Разумеется, в таком пополнении языковых ресурсов участвуют и заимствования из других языков. Для русского языка это в раннем средневековье — старославянский, т.е. язык богослужения, представлявший собой один из южнославянских диалектов (его роль по отношению к русскому языку академик Никита Толстой уподоблял донору), и греческий, в допетровском XVIIвеке — польский (чаще в качестве посредника), в петровские времена — немецкий и голландский, позднее — французский, а в настоящее время — английский. Определяя главнейшую ценность слова как содержательную, объективную и субъективную, я отлично понимаю, что у слова есть и другие аспекты — какие ассоциации вызывает, как звучит, просто «нравится» — «не нравится», но ценность всех этих аспектов приближается к нулю, если видеть в речевой деятельности людей не упражнения в выражении своих оценок по поводу слов, но содержательно ценное занятие. Совершая речевой поступок, человек делает выбор из разных возможностей, и чем больше арсенал, набор, меню этих возможностей, тем лучше язык может выполнить свою главную функцию. Не боясь впасть в пошлость, я всегда спрашиваю борцов против заимствований в языке — почему, делая выбор при покупке автомобиля или костюма, места летнего отдыха, сорта вина, книги для чтения и т.п., они не ставят на первое место происхождение того, что может представлять собой результат их выбора, но руководствуются совсем другими принципами, среди которых на первом месте те качества, которые способны удовлетворять не фантомные, а реальные потребности человека, т.е. способность быть адекватным своему предназначению, ради которого этот феномен и существует. Разумеется, в языке, в том числе и в русском, есть не только «пустые клетки» (по отношению к требующей называния реальности в ее разнообразных проявлениях), но «лишние» слова, ничем друг от друга не отличающиеся (бросать и кидать, везде и всюду, референдум и плебисцит). В таких случаях, когда необходимые обозначения уже имеются, обычно и не возникает потребность в заимствованиях. А если такое и происходит, то обычно отражает лишь желание некоторой части общества «свою образованность показать» и, видимо, уже против их желания отражает комплекс неполноценности.

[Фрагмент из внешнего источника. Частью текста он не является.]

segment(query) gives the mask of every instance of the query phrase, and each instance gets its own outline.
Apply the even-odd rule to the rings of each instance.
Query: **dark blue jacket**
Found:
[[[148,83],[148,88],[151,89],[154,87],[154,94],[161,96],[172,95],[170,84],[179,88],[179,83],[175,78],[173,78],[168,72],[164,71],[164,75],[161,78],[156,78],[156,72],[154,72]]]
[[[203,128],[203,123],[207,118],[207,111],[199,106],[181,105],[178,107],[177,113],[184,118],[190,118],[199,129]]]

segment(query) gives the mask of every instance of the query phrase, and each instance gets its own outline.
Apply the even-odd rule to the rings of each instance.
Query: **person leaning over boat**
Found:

Что касается заимствованного слова тренд, то его нет в новейших словарях русского языка (Н.Ю. Шведова 2008 г., Л.П. Крысин 2010 г.), а, следовательно, его семантизация требует проверки со стороны многих носителей языка. По-моему, слово тренд обозначает «весьма сильное движение и распространение (в обществе)», отличаясь, таким образом, от слов тенденция (тоже заимствованного), настроение, течение,ничего не сообщающих о силе этого процесса. Ср. струя и потокветер и ураганинтерес и страстьспособность и талант и т.п. Видимо, слово тренд представляется более удобным для носителей русского языка, чем, например, господствующие (влиятельные) общественные настроения, хотя бы по причине его краткости именно как слова в отличие от длинного словосочетания.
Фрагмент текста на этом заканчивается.